MONTRÉAL – Ligoté, dès le premier jour, par ses promesses mirobolantes, le tout nouveau chef d’État d’Haïti, à en croire les plus sceptiques, va tout simplement ajouter son nom, à titre de 56e président, au triste et long palmarès connu des leaders haïtiens incapables de se vanter de leurs réalisations.

Toutefois, prévient l’ex-directeur de la salle des nouvelles de la radio haïtienne de Montréal (CPAM), Garoute Blanc,  » c’est précisément au contact de la réalité que l’individu se révèlera ou pas un homme d’État digne de ce nom. « 

Dans un texte soumis par ce dernier à la rédaction de l’Agence de presse Médiamosaïque, il conseille vivement à ce chanteur devenu président de  » s’entourer de gens de niveau et de qualité pour apprendre son nouveau métier et pour ne pas décevoir « .

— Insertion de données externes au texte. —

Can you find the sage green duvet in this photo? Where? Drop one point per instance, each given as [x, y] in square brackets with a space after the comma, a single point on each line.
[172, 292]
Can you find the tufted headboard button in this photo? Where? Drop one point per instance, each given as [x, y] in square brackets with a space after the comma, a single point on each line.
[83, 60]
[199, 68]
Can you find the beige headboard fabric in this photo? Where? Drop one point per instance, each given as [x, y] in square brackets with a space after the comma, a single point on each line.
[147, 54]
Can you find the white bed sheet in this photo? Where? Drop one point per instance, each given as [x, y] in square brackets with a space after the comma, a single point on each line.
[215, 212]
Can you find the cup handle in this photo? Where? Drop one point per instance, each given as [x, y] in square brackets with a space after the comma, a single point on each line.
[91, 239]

Ci-dessous, la version intégrale de cet article:

 

Que peut Martelly pour Haïti ?

Par Garoute Blanc

« Dans les républiques, le peuple donne sa faveur, jamais sa confiance .» Antoine Rivarol

On le savait populaire, mais personne ne pensait que Michel Martelly, l’illustre et licencieux chanteur pouvait transposer sa popularité de la scène musicale à la sphère politique. Quand il a fait acte de candidature, d’aucuns croyaient, qu’il s’agissait là encore d’une de ses nombreuses provocations comme du temps où il s’autoproclamait président du Konpa. Cependant, dans une campagne électorale somme toute remarquablement menée, il a su, à la stupéfaction générale, incarner le rêve de changement du peuple haïtien en attaquant avec force le système inique d’exclusion ainsi que la gestion désastreuse de René Préval, son prédécesseur. Aujourd’hui, fort des 67% des suffrages exprimés, Martelly fait l’histoire. La fiction devenant réalité, il a prêté serment le 14 mai écoulé en tant que 56e président d’Haïti et souhaite même de grandes choses pour son pays.

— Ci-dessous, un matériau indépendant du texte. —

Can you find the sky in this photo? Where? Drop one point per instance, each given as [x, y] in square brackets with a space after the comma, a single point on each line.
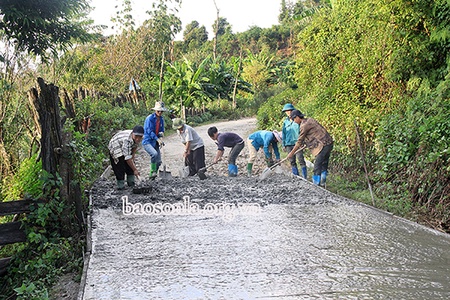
[241, 14]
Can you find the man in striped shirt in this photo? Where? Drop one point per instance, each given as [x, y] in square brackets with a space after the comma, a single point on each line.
[122, 148]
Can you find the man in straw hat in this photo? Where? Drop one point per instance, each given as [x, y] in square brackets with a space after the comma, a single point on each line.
[152, 142]
[290, 132]
[194, 149]
[122, 148]
[268, 140]
[318, 140]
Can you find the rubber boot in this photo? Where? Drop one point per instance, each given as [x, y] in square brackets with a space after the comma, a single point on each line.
[120, 184]
[305, 172]
[249, 169]
[316, 179]
[323, 178]
[153, 170]
[231, 172]
[131, 180]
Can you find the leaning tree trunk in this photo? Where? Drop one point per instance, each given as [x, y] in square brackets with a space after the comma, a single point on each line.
[55, 152]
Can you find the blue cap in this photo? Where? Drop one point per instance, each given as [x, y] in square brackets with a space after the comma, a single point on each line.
[288, 106]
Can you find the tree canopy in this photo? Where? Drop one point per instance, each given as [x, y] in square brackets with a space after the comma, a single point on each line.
[38, 26]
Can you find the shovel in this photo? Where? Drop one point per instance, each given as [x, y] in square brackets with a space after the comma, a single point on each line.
[268, 171]
[201, 171]
[139, 189]
[164, 174]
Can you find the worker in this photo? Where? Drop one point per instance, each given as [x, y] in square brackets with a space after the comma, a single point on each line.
[318, 140]
[152, 142]
[268, 140]
[122, 148]
[194, 151]
[290, 131]
[230, 140]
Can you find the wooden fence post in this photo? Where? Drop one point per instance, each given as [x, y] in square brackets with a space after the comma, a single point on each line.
[55, 152]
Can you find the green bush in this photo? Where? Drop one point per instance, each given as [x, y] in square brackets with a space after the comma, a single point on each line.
[26, 183]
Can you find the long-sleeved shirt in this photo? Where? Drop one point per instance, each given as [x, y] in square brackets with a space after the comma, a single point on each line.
[150, 127]
[314, 136]
[190, 135]
[122, 144]
[264, 138]
[290, 132]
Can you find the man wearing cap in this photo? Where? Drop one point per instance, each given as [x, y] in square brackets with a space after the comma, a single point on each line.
[318, 140]
[268, 140]
[194, 149]
[290, 132]
[122, 148]
[152, 142]
[230, 140]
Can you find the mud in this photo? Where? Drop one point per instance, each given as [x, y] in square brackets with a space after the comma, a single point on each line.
[280, 238]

Pour avoir subi une double tentative de ravissement de la victoire et au premier et au second tour de la présidentielle, Martelly a dû une fois pour toutes réaliser que la politique n’est pas un monde de bizounours et de guignol. Comptable désormais du bien-être de la population haïtienne qui a espoir en lui et envers laquelle il est redevable, il a donc l’obligation de prendre son rôle au sérieux, de se mettre à la hauteur de ses nouvelles responsabilités et prouver qu’il n’est pas un farceur de plus, à l’instar de ceux qui se sont globalement succédés depuis 1986 à la tête de ce pays. Ses mises en garde lors de son discours d’investiture, plutôt un tantinet musclé, semble illustrer sa pleine conscience de la complexité de l’exercice du pouvoir. Tous ceux qui ont commencé à lui savonner la planche, à lui mettre des cailloux dans la chaussure, à vouloir lui définir un agenda, tous ceux qui sont à l’œuvre pour le « upgrade », le charger, le programmer et le faire fonctionner comme un vulgaire clone de Jude Célestin ou une Mme Manigat pour l’INITE dans la continuité ; tous ces cloportes qui ne comprennent que le langage des visas US révoqués ont dû se reconnaitre à travers les avertissements du président élu relatifs au blocage institutionnel et au kidnapping, la marotte des professionnels de la déstabilisation et des coups de Jarnac.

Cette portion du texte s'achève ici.